Где же Пушка? Она такая… такая…
Встав под жасминовый куст и оттуда, по известному человечьему обычаю начиная танец "от печки", я попробовала пройтись по дорожке так же величаво и грациозно, как это недавно сделала кошка. Но сразу почувствовала: пытаться подражать совершенству нелепо. Вряд ли я точно понимала тогда это слово, хотя в бабушкином лексиконе оно, безусловно, присутствовало. А впечатление было именно таким – совершенным. Что до меня, кроме свежих и поразительных, я ведала уже кое-какие привычные ощущения, и среди последних успело надежно закрепиться ощущение собственной неуклюжести. Где уж тут с Пушкой тягаться… Ох, да вон же она!
Золотой зверь восседал на глухом высоченном заборе. О том, чтобы дотянуться, притронуться, погладить нечего было и думать. Я стояла внизу и, задрав голову, глазела на Пушку, пока шея не затекла. Вид забора меня не удивил. В Харькове мы жили на улице, где не было деревянных заборов, и я думала, что им положено быть такими. Только потом, начав выходить за пределы этого неуютного земного рая, где среди резвящихся гостей и цветущих клумб почему-то было так скучно, я заметила, что в поселке неподалеку заборы совсем другие. А этот монстр – он претендовал не больше не меньше как на сходство с кремлевской стеной! Обнеся им свою дачу, мой дядюшка, крупный ответработник, кроме свойственного ему дурного вкуса, проявил прискорбную непредусмотрительность. Сооружение это вместо ожидаемого трепета внушало местным жителям предположения игривые и непочтительные. Поговаривали, будто такой забор понадобился потому, что тетка, неистовая блондинка со следами былой неотразимости, помешана и, выбегая в сад нагишом, беснуется там. Слухи эти, возможно, не без умысла, косвенно поддерживала домработница Дуся, хитрая и наглая деревенская старуха. Надо было слышать, каким сложным тоном она говорила, к примеру, совхозному пастуху:
– Отгони-ка стадо подальше. Барыне воняет.

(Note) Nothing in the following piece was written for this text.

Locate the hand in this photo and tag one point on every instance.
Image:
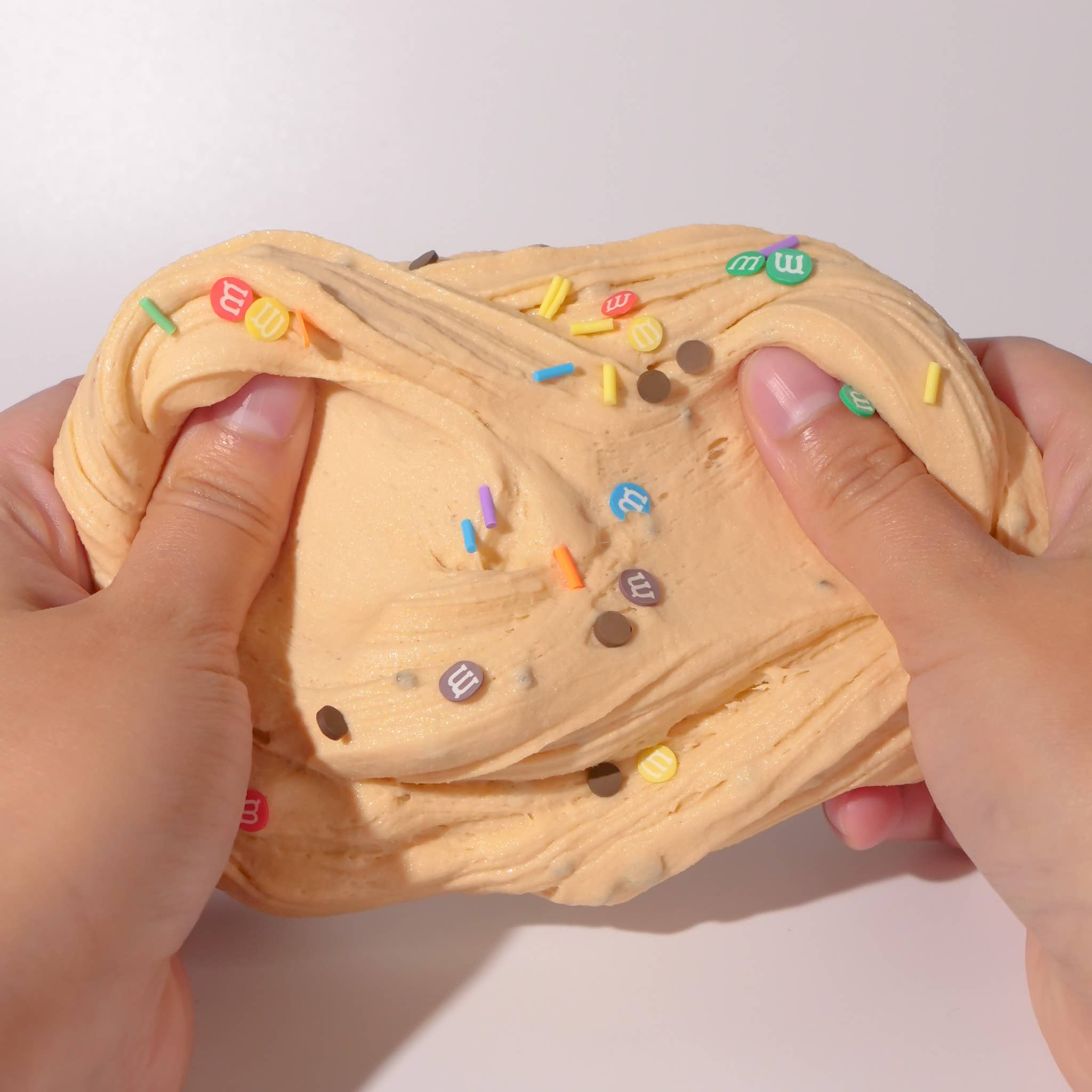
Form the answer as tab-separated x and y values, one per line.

Тут все было: и насмешка над вздорной "барыней", и что-то заговорщицкое, намекающее: "Мы-де с тобой, малый, одного поля ягода", и тут же кичливый вызов: "ан гляди, какой между нами заборище!" Если здешние хозяева и их столь же привилегированные гости казались скорее дико самодовольными, чем злыми, то эта женщина была создана из злобы, ставшей плотью. Тетка, чувствуя это, да и зная, что Евдокия ее обворовывает, временами гнала "дрянь неблагодарную" вон, но вскоре принимала обратно, ибо никто, кроме Дуси, ее обхождения вытерпеть не мог. Злые языки врали лишь наполовину: она и в самом деле частенько бесновалась, но одетая, вся в голубых либо розовых рюшах. В гневе она вопила так, что подвески на люстре звенели, а когда однажды повздорила с моим отцом, дуэт брата и сестры (его баритон стоил ее сопрано) едва не обрушил стены. Домработниц разъяренная тетка, не чинясь, хлестала по щекам. Но тут же отходила, начинала распространяться о том, что, в сущности, она тоже совсем простая баба, "а ты, Дусенька, мне как родная… поди-ка налей нам по рюмочке, и давай поцелуемся. А что, скажи, ведь есть у меня КОП на голове? Как подумаешь, чего добилась! – тут она обводила комнату широким победительным жестом. – Стоило жить, чтобы умереть в таких палатах!"
Зная жгучий темперамент сестры, равно как и особые свойства "копа на голове", отец очень не хотел жить с ней рядом. Мама желала этого соседства и того меньше. Но родичи настаивали. С тех пор, как появилась дача, из Москвы понеслись письма с неправдоподобно бурными изъявлениями сестринских чувств, а маме еще и сулили работу по специальности в системе, где царил дядюшка. Проматывая громадные суммы на приемы, обстановку, наряды, эта чета в иных случаях страдала отчаянным скупердяйством. Им претило тратиться на сторожа. Да и как доверить столько добра постороннему пьяному деревенщине? Оставлять хоромы на всю зиму без присмотра тем паче не с руки. Иное дело родня: тут и надежно, и бесплатно, и есть повод похвалиться благодеянием.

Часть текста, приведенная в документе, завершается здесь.